467722 Dissipative Particle Dynamics (DPD) Simulations of Star Polymer Microdroplets with Tunable Hollowness and Porosity Controlled By Nanoscale Block Architecture

Wednesday, November 16, 2016: 3:15 PM
Golden Gate 7 (Hilton San Francisco Union Square)
Ryan L. Marson1, Zhanpeng Zhang2, Peter Ma2 and Sharon C. Glotzer3, (1)Chemical Engineering, University of Michigan, Ann Arbor, MI, (2)Biomedical Engineering, University of Michigan, Ann Arbor, (3)Department of Chemical Engineering, University of Michigan, Ann Arbor, MI

Recently we have reported the ability to simultaneously control the nano-scale and micro-scale assembly of droplets, made from star polymers, which are used as scaffolds for tissue regeneration.[1] A variety of hollow, non-hollow, and porous structures were obtained via experiment, and subsequently corroborated by simulation.
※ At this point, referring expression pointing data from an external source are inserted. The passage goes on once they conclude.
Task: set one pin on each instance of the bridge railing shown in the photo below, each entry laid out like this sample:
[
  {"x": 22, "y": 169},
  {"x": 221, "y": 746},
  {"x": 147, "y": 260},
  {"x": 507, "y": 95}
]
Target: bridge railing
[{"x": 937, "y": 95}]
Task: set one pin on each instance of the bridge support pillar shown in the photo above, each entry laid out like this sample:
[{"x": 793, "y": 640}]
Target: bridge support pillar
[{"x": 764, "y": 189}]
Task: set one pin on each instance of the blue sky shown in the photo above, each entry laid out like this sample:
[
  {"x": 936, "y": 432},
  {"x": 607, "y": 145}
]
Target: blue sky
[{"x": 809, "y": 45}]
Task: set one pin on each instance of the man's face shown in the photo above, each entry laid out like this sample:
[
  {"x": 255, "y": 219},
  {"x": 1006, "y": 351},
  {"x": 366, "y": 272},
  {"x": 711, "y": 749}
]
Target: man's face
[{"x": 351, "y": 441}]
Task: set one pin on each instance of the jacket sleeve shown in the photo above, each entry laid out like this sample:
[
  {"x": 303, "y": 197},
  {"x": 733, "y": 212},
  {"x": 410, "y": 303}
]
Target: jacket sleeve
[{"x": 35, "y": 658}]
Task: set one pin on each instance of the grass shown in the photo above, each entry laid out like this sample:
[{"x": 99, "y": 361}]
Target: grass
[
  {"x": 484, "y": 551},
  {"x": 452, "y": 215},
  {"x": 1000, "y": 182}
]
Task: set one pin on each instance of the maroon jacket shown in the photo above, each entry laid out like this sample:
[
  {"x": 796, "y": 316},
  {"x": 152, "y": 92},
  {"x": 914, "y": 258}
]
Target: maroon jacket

Importantly, the droplet microstructure was tunable via a single control parameter - the relative density of unreacted star polymer end groups (hydroxyls) within the block. Using dissipative particle dynamics simulations (DPD) containing millions particles we describe how the hydroxyl density controls the droplet structure; by varying the star polymer block architecture (arm length and number) we stabilize different droplet morphologies that can be predicted via the hydroxyl density. Finally, we also highlight the role of solvent selectivity between the hydroxyl groups and the polymer itself in determining the resultant mesostructure.

1. Zhang, Z.; Marson, R. L.; Ge, Z.; Glotzer, S. C.; Ma, P. X. “Simultaneous Nano- and Microscale Control of Nanofibrous Microspheres Self-Assembled from Star-Shaped Polymers.” Advanced Materials (2015). doi: 10.1002/adma.201501329.